È tutta questione di… limiti universali.

Mi è capitato di scrivere che le persone intelligenti sono anche persone buone, e questa affermazione non è stata accettata serenamente da qualche lettore.

La ragione del disappunto potrebbe risiedere nell’idea che una persona intelligente può anche essere furba, persino scaltra, e dunque trovarsi nelle condizioni di “tirare l’acqua al proprio mulino” ignorando l’eventuale esistenza non solo dei mulini altrui, magari quelli di altri fratelli e vicini di casa, ma persino dell’acqua a disposizione.

Ecco perché, in questo nostro Occidente, leggiamo spesso opinioni e sentiamo affermazioni nelle quali si sostiene che “gli affari sono affari” ed è intelligente cercare di trarre il massimo profitto da qualsiasi forma di scambio, persino quando si tratti di scambi affettivo-relazionali.

In effetti, se “gli affari sono affari“, una persona che non sia in grado, specialmente nel mondo della finanza, di “fregare” il proprio interlocutore cercando di ottenere il massimo risultato con il minimo impiego di mezzi e di rischi, non viene certamente considerato stimabile e sarà dunque valutato come una specie di “demente finanziario”.

Bene, questo tipo di ragionamento ci ha condotto alla situazione nella quale siamo: diseguaglianza quasi incolmabile fra una ricchezza sempre più ricca e solitaria, e una proliferazione della povertà che ora si rivolge, con l’ausilio del concetto ad hoc di crisi, ad un numero maggiore di persone della middle class.

È dunque una fortuna che un finanziere milanese abbia presentato da qualche giorno, alla Galleria dell’Accademia di Firenze, il suo testo, intitolato emblematicamente La finanza senza Dio, nel quale si dichiara l’importanza antropologica del limite e della misura, elementi che non appartengono all’intelligenza umana mentre fanno parte di quella divina.

Un divino che supera i dettami del Vangelo, all’interno del quale questo concetto viene continuamente profuso, in numerose parabole ed insegnamenti, grazie ai quali si giunge ad affermare che ogni essere umano è in questo mondo un servo inutile.

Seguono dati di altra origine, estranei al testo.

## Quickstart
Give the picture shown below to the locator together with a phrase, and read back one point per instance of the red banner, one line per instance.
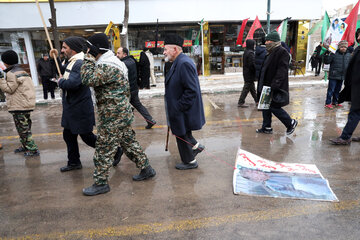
(187, 43)
(151, 44)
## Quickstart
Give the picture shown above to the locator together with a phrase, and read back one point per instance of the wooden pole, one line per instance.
(167, 139)
(47, 35)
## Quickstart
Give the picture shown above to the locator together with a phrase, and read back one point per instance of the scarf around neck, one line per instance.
(271, 46)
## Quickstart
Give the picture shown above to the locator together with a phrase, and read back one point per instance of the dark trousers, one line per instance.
(333, 91)
(318, 67)
(353, 120)
(249, 86)
(48, 86)
(73, 147)
(280, 113)
(135, 101)
(185, 144)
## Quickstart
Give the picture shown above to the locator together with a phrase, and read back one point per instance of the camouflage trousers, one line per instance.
(109, 137)
(23, 126)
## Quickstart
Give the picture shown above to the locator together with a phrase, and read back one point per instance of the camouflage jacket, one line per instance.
(108, 77)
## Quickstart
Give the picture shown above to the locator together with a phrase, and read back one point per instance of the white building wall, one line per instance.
(85, 13)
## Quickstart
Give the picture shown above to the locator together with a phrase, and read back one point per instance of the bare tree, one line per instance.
(52, 21)
(124, 31)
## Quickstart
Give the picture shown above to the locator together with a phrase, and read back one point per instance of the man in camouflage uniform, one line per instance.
(20, 101)
(103, 71)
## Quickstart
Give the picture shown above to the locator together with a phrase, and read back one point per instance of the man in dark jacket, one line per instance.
(46, 72)
(351, 93)
(338, 65)
(260, 54)
(123, 55)
(183, 102)
(274, 73)
(144, 70)
(78, 110)
(248, 73)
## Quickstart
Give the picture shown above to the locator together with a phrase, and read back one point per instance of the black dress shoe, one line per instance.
(70, 168)
(145, 173)
(117, 157)
(186, 166)
(96, 189)
(150, 124)
(198, 150)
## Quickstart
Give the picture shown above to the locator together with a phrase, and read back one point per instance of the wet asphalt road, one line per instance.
(39, 202)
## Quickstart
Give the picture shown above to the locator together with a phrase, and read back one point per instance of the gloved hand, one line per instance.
(94, 51)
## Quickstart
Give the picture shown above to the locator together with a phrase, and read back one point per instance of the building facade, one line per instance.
(21, 27)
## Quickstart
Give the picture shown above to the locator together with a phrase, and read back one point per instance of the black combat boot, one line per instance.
(96, 189)
(145, 173)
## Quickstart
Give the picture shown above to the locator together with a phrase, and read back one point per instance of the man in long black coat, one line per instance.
(144, 70)
(351, 93)
(130, 62)
(274, 73)
(184, 106)
(78, 110)
(248, 73)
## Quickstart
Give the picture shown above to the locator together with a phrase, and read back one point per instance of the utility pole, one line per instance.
(52, 21)
(268, 17)
(202, 46)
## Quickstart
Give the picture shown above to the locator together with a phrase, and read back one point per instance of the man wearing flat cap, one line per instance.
(183, 102)
(78, 110)
(274, 73)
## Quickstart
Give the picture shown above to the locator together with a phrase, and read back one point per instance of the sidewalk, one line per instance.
(210, 84)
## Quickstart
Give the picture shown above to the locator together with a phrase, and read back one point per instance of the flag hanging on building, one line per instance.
(315, 27)
(241, 33)
(256, 24)
(282, 30)
(325, 27)
(351, 21)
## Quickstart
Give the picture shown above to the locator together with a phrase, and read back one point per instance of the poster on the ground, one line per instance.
(334, 34)
(254, 175)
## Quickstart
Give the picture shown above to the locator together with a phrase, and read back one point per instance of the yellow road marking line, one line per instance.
(199, 223)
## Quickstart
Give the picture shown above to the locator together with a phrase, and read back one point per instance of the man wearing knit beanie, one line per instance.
(103, 71)
(351, 93)
(274, 74)
(20, 94)
(78, 110)
(338, 65)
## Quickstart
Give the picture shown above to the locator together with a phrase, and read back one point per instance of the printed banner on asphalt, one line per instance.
(254, 175)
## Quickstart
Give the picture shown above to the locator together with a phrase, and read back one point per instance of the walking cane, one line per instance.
(167, 139)
(48, 37)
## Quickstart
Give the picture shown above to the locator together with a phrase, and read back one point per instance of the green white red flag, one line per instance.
(282, 30)
(241, 33)
(351, 22)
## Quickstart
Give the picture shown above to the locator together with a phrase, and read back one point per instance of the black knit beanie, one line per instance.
(100, 41)
(273, 36)
(75, 43)
(10, 57)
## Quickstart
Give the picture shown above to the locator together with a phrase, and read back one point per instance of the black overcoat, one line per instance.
(78, 109)
(275, 74)
(249, 61)
(352, 82)
(184, 104)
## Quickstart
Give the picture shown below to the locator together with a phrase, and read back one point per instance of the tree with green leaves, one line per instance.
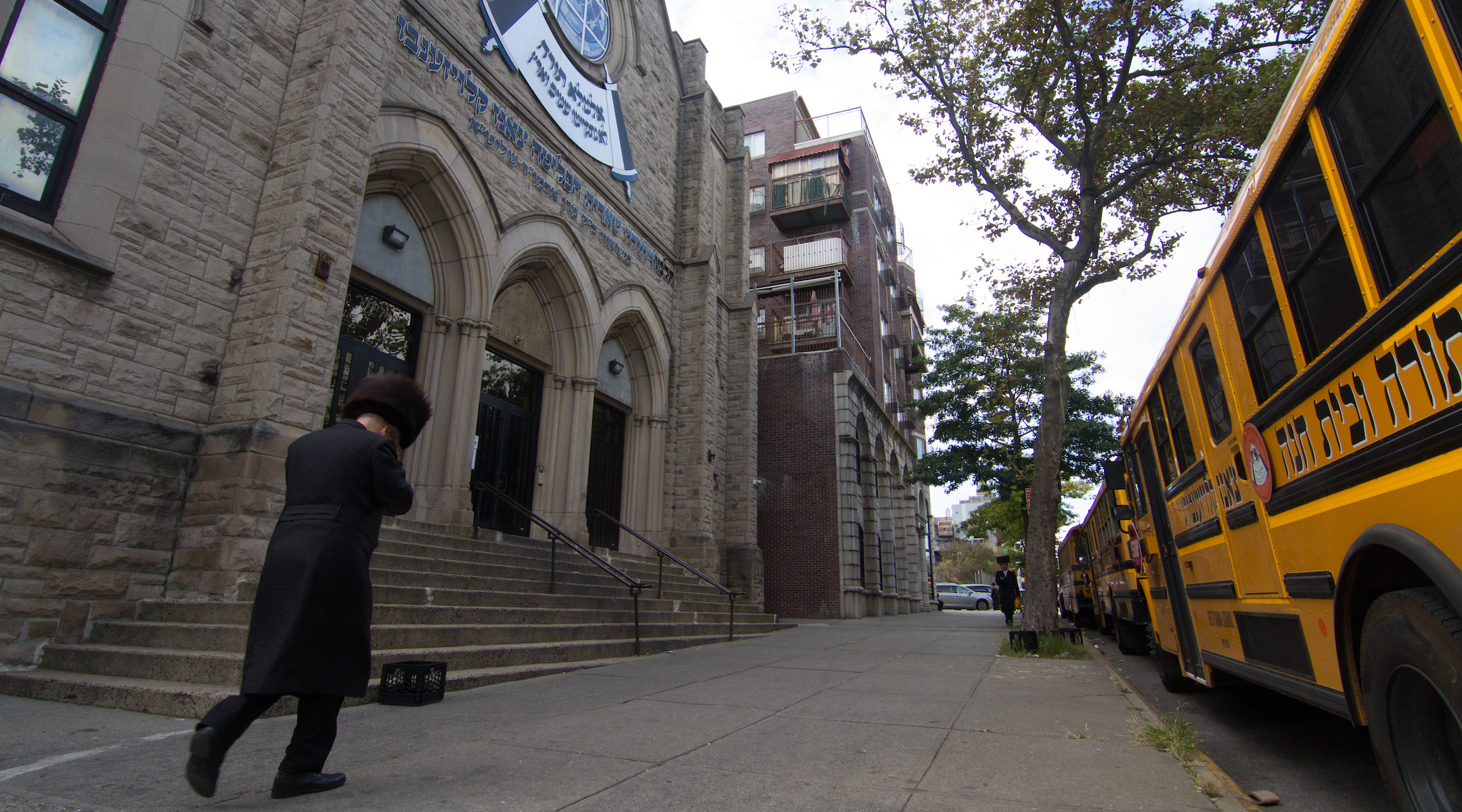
(1081, 125)
(985, 390)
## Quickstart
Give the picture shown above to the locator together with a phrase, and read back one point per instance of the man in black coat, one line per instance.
(1009, 586)
(311, 629)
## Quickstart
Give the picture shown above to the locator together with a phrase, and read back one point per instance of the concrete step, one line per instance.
(437, 596)
(537, 551)
(514, 566)
(476, 601)
(213, 637)
(510, 576)
(189, 700)
(238, 612)
(225, 668)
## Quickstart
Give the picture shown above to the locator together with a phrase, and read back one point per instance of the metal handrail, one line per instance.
(732, 595)
(554, 537)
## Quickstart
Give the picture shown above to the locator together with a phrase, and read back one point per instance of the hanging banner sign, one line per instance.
(585, 112)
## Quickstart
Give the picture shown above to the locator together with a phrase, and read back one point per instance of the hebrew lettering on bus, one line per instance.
(1410, 377)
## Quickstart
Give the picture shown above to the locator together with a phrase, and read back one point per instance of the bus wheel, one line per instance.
(1411, 656)
(1172, 672)
(1130, 639)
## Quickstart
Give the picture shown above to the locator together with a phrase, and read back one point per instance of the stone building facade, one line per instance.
(239, 208)
(843, 531)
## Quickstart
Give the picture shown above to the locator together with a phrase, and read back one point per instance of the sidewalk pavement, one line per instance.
(906, 713)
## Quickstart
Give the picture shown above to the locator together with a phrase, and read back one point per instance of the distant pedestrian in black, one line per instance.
(311, 629)
(1009, 586)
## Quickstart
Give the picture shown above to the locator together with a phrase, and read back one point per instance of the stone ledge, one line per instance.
(46, 243)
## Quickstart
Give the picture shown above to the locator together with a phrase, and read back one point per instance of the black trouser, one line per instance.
(313, 726)
(1008, 606)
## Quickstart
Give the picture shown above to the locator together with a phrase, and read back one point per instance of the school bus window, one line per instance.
(1164, 440)
(1452, 14)
(1177, 420)
(1211, 384)
(1396, 146)
(1266, 346)
(1323, 292)
(1139, 503)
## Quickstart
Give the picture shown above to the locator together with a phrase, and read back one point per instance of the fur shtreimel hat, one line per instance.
(397, 399)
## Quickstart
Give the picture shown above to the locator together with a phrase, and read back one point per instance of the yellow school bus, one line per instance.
(1300, 440)
(1119, 577)
(1075, 577)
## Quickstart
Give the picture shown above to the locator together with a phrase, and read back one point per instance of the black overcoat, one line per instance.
(311, 625)
(1009, 586)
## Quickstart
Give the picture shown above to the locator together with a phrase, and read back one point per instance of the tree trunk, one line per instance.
(1038, 605)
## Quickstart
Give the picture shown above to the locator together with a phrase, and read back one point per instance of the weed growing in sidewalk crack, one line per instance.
(1052, 648)
(1170, 734)
(1174, 735)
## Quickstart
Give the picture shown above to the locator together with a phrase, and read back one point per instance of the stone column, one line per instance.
(277, 365)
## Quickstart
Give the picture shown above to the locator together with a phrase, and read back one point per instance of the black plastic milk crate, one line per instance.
(413, 682)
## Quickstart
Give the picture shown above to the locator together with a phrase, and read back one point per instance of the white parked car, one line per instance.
(984, 595)
(958, 596)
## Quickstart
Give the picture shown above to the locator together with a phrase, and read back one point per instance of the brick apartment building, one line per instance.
(215, 217)
(839, 334)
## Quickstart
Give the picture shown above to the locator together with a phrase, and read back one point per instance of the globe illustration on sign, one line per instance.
(585, 24)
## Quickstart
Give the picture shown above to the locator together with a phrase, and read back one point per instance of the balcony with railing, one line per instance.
(805, 199)
(809, 254)
(807, 317)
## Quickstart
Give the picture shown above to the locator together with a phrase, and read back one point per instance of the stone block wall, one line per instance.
(169, 335)
(89, 503)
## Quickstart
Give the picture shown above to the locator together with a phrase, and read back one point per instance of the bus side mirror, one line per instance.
(1115, 475)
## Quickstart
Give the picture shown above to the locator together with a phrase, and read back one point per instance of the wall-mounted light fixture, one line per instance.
(394, 237)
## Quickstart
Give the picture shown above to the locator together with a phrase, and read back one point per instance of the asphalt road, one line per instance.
(1314, 761)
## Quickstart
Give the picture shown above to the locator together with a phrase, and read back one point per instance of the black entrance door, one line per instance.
(606, 474)
(1172, 570)
(506, 443)
(376, 335)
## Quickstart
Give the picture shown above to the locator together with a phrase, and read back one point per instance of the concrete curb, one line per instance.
(1205, 767)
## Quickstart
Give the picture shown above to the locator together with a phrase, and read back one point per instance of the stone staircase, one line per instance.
(477, 604)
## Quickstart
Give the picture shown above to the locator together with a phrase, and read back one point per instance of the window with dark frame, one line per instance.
(1139, 501)
(1325, 297)
(376, 335)
(1452, 18)
(1211, 384)
(1396, 146)
(1163, 438)
(1261, 325)
(1177, 420)
(50, 65)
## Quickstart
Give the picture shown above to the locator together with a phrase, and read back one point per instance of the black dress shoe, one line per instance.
(205, 757)
(306, 783)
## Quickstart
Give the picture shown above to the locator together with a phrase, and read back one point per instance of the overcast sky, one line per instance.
(1126, 320)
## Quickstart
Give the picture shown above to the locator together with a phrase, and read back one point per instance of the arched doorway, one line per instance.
(607, 440)
(509, 411)
(505, 449)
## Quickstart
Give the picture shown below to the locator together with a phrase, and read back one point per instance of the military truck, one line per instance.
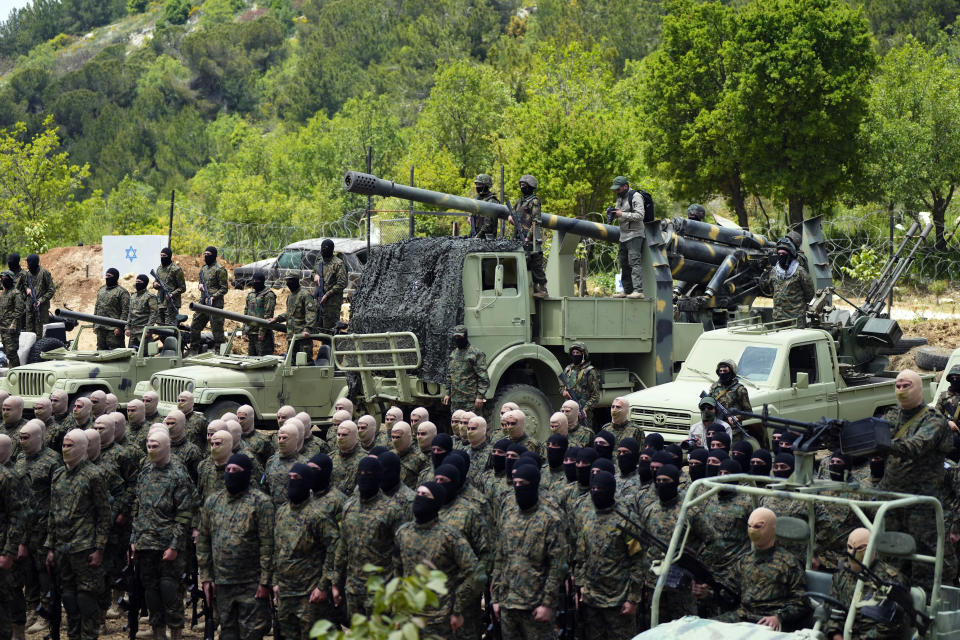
(81, 372)
(222, 382)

In altri termini, il nostro essere uomini dovrebbe seguire dei parametri di riferimento extra-umani, ossia divini, grazie ai quali ogni nostra azione vincente dipende dalla nostra capacità di accettarne i limiti, desiderando un benessere plurale e non singolare, come accade alla attuale e catastrofica finanza.

Secondo l’autore del testo, Paolo Alazraki, in questo momento solo la finanza islamica può definirsi etica, nel senso che è la sola che contiene nel suo concetto di guadagno anche quello di accettabile guadagno, ossia ragionevole secondo il quale un essere umano può aumentare il proprio livello di benessere senza abbassare notevolmente quello altrui.

Ecco che l’unica finanza che sarà possibile nel mondo che andremo a definire anche durante questa crisi sarà quella dei profitti accettabili, in nome dei quali si avrà ancora un mondo nel quale poter spendere quello che si guadagna, mentre nel modo attuale sarà necessario cercare velocemente un altro sistema solare.